Dans les années 50, à Grenoble, il y avait le choix quotidien entre le Dauphiné-Libéré, Le Réveil, Les Allobroges, Le Travailleur Alpin.
Dans les années 80, pour les quotidiens, il restait le choix entre Le Dauphiné, le Progrès et des pages quotidiennes dans Le Monde, Libé ou Lyon Figaro.
Il ne reste plus que le Dauphiné.
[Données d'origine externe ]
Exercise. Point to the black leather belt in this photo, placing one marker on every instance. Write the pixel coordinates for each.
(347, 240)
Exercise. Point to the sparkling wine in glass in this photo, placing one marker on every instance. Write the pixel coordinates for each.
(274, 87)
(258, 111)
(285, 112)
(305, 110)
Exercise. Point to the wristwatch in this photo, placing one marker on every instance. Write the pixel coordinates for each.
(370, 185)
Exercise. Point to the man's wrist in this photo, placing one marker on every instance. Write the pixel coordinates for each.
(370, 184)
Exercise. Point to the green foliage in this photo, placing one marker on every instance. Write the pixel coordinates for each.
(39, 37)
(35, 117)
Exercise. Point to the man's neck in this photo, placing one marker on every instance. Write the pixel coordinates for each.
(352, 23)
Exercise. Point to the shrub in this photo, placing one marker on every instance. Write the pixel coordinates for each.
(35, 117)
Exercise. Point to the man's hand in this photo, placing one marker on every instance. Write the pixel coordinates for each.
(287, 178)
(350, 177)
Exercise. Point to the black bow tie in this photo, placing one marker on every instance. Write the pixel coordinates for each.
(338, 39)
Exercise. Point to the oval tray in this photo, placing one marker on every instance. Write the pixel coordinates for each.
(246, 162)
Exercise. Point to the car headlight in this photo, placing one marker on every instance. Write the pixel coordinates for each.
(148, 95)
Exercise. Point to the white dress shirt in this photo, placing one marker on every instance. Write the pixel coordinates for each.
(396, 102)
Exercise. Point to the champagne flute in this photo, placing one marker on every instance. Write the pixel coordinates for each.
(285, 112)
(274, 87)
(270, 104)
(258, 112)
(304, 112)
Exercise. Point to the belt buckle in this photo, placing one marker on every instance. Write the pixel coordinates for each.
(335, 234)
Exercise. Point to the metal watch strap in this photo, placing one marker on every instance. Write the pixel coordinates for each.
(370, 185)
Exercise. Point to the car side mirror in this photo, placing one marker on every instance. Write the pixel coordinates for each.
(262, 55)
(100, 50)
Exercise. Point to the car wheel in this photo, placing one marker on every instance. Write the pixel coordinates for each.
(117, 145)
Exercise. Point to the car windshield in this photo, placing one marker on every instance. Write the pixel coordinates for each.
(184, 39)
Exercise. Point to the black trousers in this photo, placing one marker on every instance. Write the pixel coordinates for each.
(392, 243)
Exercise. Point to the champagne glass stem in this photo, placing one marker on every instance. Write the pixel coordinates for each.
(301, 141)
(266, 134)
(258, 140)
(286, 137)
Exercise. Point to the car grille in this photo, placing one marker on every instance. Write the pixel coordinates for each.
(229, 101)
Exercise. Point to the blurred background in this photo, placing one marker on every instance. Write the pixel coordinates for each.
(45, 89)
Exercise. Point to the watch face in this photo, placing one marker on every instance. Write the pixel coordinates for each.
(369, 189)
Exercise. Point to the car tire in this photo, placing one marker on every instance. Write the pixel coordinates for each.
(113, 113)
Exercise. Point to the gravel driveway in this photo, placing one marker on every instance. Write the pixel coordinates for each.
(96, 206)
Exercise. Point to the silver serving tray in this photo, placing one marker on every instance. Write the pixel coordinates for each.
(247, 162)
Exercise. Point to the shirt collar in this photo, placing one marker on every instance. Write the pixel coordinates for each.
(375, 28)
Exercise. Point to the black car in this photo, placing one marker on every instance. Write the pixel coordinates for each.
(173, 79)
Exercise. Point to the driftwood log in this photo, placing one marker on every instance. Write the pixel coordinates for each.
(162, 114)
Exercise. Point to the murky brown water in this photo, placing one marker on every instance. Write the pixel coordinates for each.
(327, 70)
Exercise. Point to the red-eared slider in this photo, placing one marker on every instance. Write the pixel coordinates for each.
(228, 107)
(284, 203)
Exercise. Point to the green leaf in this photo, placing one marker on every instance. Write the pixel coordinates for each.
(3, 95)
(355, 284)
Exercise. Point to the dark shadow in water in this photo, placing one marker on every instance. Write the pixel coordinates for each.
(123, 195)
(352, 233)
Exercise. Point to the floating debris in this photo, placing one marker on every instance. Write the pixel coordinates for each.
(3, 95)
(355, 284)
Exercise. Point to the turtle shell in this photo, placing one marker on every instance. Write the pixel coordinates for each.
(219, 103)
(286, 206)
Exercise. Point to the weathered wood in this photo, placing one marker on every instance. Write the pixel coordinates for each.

Tous les autres supports ont disparu y compris au niveau des hebdomadaires ou mensuels à l’exemple de : Vérité Rhône-Alpes, Ville Ouverte, Le Journal Rhône-Alpes, Projecteurs, La Tribune de l’Avenir, Le Nouvel Objectif, L’Essentiel, Actualités Dauphiné, le Pays Dauphinois …
C’est un mouvement assez étonnant de considérer qu’une démocratie locale saine et pleine de vitalité puisse cohabiter notamment avec un monopole généralisé d’informations quotidiennes dans chacune des régions de France.
La crise de Lyon Mag dépasse bien largement la situation de ce seul magazine.